Who says pesto has to be made with basil? Instead try this fun herby and wildly tasty Parsley Pesto made with leftover parsley, walnuts, cheese and olive oil.
One thing I hate about buying fresh herbs? I always have so much leftover! It happens every single time!
I buy a bunch of cilantro and end up only using about 1/3 of it. Or hey I need thyme for this recipe and only use a few twigs. This recipe calls for 2 tablespoons of parsley but I somehow have a whole parsley plant left in my fridge! UGH dangit these first world problems!
And if you know me, you know I absolutely HATE letting food go to waste. It’s one of those things that hurts me to my core and has even been known to make me cry. There are too many people I know who don’t have enough to eat, so yea wasting food hurts.
As of late I’ve been working on finding creative ways to use up spices.

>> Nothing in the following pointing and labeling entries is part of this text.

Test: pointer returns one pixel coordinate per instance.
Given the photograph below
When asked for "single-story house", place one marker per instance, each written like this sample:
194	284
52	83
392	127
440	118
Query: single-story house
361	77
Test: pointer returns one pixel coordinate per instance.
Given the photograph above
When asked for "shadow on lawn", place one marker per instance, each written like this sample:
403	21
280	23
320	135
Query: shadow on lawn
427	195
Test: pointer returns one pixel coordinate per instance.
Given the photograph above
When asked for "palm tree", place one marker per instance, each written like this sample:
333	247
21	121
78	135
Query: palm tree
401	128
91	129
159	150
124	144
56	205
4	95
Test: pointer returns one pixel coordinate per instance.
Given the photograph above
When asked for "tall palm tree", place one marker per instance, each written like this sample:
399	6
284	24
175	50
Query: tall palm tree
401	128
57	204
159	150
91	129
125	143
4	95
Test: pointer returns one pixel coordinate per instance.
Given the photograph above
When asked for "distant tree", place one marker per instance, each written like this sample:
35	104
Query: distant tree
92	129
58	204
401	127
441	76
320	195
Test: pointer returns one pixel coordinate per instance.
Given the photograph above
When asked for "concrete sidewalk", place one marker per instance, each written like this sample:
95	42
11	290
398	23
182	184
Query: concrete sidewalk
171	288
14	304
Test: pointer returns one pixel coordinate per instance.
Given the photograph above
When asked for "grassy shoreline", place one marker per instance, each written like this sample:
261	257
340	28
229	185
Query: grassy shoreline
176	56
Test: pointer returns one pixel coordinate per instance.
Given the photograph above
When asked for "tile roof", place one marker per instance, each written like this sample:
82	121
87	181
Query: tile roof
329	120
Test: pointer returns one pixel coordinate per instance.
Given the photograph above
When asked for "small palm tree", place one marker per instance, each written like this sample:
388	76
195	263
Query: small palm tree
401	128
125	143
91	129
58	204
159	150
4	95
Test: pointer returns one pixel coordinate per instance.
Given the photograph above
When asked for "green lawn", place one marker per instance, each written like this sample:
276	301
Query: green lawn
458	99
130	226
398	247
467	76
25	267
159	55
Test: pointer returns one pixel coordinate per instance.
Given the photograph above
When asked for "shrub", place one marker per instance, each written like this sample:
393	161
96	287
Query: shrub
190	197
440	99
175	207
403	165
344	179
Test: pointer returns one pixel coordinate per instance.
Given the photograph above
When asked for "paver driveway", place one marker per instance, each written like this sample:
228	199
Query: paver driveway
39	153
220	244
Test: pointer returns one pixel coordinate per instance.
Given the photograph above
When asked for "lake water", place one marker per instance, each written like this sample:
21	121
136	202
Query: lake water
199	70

Sadly this does not include adding extra spices to regular means because I live with a toddler who can see the color green a mile away and a husband who is not a fan of green garnishes.
Instead I took to Senor Google and did some research, here is what I found…
- Sage, thyme, rosemary – Freeze them
- Cilantro – Make chimichurri or cilantro avocado dressing
- Parsley – Make parsley pesto
These 3 simple things have saved so many of my leftover herbs!!!!!! YAY!!!! Freezing thyme and rosemary has been awesome because they are actually easier to pick off the stem when they are frozen. Plus I now always have tasty herbs to add to meals like coq au vin or pot roasts.
Making chimichurri is such a no brainer especially as we approach grilling season! There is nothing better than a grilled steak or nicely barbecued chicken with a bright green cilantro chimichurri. And of course, my cilantro avocado dressing which is fabulous over any vegetable or salad.
And my favorite, because leftover parsley is always the death of me, PARSLEY PESTO!
This stuff is pure gold. I mean the flavor it packs is WOW! Plus it’s super basic to make which is awesome-sauce.
Just take your leftover parsley. I used a little more than half a bunch (roughly stemmed) mixed with 2 garlic cloves, handful of walnuts, a hearty drizzle of olive oil, Parmesan cheese or nutritional yeast, a little lemon juice, salt and pepper. Blitzed it in a food process and done.
A pesto that is incredibly flavorful and very versatile. I’ve been using it lately as more of a salad dressing and sauce for roasted vegetables, but it is also incredible as a spread on sandwiches, on grilled meats, dolloped over chicken soup or as a sauce for pasta.
If you end up making a lot of this stuff, have no fear you can freeze it! Either in containers or for smaller portion options in ice cube trays with a little extra olive oil on top. Woot woot Parsley Pesto for life
Yields Makes about 2 1/2 cups
Ingredients
- 2 cups packed, stemmed Italian parsley
- 2 cloves garlic
- 1/4 cup walnuts
- 1/2 cup freshly grated Parmesan cheese (or nutritional yeast for dairy-free/vegan option)
- 2 teaspoons lemon juice
- 2/3 cup olive oil
- Salt and pepper
Instructions
- Place parsley, garlic, walnuts, cheese (or nooch), and lemon juice in a food processor or powerful blender.
- Pulse until well combined.
- Gradually pour in olive oil while processing just until the oil is combined (about 20 seconds).
- Add salt and pepper to taste.
Notes
Pesto can be stored in the fridge for 5-7 days or frozen with a drizzle of olive oil over the top.
Originally posted 2018-04-24 09:29:00.